Et si le monde était contrôlé par des extraterrestres se donnant une apparence humaine et que des lunettes de soleil étaient le seul moyen de découvrir l'effroyable vérité ? C'est le postulat du film Invasion Los Angeles, de John Carpenter, extraordinaire charge politique sortie en 1988. Portant ces lunettes trouvées par hasard, le héros, un simple ouvrier de chantier, dévoile la vérité cachée derrière le discours ultralibéral du reaganisme triomphant. Une pub pour un voyage aux Caraïbes intime en fait l'ordre de se marier et de se reproduire, «travaillez 8 heures par jour» se trouve partout sur les toits des immeubles et les médias ne sont que le paravent d'ordres comme «respectez l'autorité». Parmi ces messages, l'un d'eux, «obey» («obéissez»), a inspiré le street artist Shepard Fairey, qui en a fait un logo présent aujourd'hui sur de nombreux vêtements.

Réécrire l’histoire

Régulièrement plongés dans des univers technologiques et guerriers, de nombreux blockbusters du jeu vidéo échafaudent volontiers des scénarios délirants dans lesquels le joueur, simple soldat ou as de l'infiltration, se retrouve pris au cœur d'enjeux géopolitiques qui le dépassent. De Metal Gear Solid à Call of Duty, les missions, pour se justifier, n'hésitent pas à réécrire l'histoire. Dépassé par des enjeux géopolitiques incompréhensibles, le joueur est ainsi ballotté d'une destination à l'autre - car le complot est bien souvent mondial - voire d'une époque à l'autre : la série des Assassin's Creedse fonde aussi sur un ancestral combat entre des «assassins» (que l'on incarne) et l'Ordre des Templiers, prétexte à des reconstitutions historiques de Rome, Paris ou Londres.

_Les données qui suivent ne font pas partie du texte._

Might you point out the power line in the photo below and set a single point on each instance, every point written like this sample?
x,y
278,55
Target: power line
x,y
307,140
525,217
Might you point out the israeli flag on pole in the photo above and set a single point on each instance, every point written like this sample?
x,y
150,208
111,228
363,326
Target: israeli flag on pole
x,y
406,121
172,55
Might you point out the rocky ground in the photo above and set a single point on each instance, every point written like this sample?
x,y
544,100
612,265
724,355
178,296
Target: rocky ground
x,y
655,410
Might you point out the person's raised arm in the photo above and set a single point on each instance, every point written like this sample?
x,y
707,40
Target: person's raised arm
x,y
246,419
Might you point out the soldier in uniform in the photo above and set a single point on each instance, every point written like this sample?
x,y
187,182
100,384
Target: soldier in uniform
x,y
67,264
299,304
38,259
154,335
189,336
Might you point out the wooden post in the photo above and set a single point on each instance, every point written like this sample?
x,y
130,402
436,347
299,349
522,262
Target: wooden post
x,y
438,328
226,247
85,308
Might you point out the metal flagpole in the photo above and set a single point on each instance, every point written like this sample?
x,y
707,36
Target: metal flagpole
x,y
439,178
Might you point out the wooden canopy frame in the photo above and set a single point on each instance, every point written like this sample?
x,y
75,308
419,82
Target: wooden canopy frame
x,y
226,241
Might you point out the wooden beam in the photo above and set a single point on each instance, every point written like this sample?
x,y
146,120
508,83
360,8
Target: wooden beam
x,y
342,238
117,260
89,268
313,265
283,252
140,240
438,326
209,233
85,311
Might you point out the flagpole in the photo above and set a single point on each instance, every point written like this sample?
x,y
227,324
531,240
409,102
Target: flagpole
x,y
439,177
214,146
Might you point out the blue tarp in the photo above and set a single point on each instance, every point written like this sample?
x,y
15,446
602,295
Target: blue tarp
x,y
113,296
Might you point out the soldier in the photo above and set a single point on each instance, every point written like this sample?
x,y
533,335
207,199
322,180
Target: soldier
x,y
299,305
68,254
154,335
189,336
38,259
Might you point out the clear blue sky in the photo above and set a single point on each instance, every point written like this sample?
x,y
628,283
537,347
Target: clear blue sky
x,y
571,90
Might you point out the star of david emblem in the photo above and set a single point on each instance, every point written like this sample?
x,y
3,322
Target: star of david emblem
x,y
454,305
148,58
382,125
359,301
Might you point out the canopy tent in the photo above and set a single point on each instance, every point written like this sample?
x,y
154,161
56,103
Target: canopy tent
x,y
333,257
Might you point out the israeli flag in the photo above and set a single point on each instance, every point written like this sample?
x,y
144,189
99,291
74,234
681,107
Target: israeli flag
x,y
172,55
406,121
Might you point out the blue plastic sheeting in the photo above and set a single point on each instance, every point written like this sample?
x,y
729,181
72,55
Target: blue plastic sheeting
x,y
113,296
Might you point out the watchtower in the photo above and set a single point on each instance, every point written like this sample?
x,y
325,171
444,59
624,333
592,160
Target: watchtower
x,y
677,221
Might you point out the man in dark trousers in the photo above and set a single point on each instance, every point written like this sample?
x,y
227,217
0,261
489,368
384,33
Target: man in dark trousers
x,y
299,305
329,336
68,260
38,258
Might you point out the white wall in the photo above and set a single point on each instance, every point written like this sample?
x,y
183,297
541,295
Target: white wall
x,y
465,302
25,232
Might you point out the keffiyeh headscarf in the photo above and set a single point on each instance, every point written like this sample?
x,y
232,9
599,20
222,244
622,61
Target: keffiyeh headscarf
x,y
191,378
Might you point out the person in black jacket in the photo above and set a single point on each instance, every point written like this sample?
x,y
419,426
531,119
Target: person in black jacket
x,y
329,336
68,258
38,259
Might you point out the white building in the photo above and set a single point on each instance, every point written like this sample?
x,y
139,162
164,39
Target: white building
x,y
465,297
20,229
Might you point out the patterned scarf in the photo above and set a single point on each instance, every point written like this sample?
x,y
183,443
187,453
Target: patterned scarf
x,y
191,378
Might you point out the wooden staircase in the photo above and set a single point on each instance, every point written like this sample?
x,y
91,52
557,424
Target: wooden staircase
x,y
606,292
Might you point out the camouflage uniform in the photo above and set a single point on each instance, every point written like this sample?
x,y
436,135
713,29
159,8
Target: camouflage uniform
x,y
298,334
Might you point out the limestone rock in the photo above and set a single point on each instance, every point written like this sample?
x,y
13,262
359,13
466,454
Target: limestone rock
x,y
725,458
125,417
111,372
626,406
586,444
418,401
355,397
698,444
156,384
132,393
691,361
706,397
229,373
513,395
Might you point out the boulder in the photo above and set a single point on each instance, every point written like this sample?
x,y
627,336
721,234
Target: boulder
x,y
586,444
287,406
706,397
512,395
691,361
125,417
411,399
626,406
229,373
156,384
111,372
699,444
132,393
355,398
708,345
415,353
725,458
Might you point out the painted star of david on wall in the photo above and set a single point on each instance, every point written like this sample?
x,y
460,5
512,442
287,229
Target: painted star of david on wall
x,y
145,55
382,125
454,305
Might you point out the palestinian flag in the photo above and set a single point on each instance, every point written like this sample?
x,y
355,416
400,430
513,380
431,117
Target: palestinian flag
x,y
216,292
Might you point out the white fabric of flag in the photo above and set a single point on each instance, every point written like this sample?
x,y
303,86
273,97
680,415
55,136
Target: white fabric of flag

Mais en matière d'exploitation du complot, on a rarement fait mieux que la série X-Files, récemment ressuscitée : aliens, virus, expériences génétiques… le gouvernement américain y est très cachottier. Cette large conspiration est le fil rouge, passablement effrité sur la fin, de la série créée par Chris Carter. On peut d'ailleurs supposer qu'elle a contribué à créer bien des vocations de détectives 2.0 et autres contradicteurs perpétuels des «versions officielles», telle celle des attentats du 11 Septembre, survenus quelques mois avant la (première) fin de la série.

Carburants narratifs

Dans X-Files, le complotisme est un des carburants narratifs essentiels. Ainsi, le slogan du show, «La vérité est ailleurs», a pour variante «Ne faites confiance à personne» : pratique pour justifier les retournements de situations improbables et autres incohérences scénaristiques des aventures de Mulder et Scully durant 208 épisodes.

Le dernier épisode de la nouvelle saison, diffusé jeudi soir sur M6, est clairement l’un des pires jamais produits. Carter a cru que citer Edward Snowden au détour d’un dialogue et introduire un personnage de complotiste star de YouTube suffirait à rendre sa série pertinente après quatorze ans d’absence. Le résultat sonne hélas comme une mauvaise parodie de son œuvre. Et pour qui ne serait pas d’accord, ce n’est pas sous l’influence des Illuminati que ces phrases sont rédigées.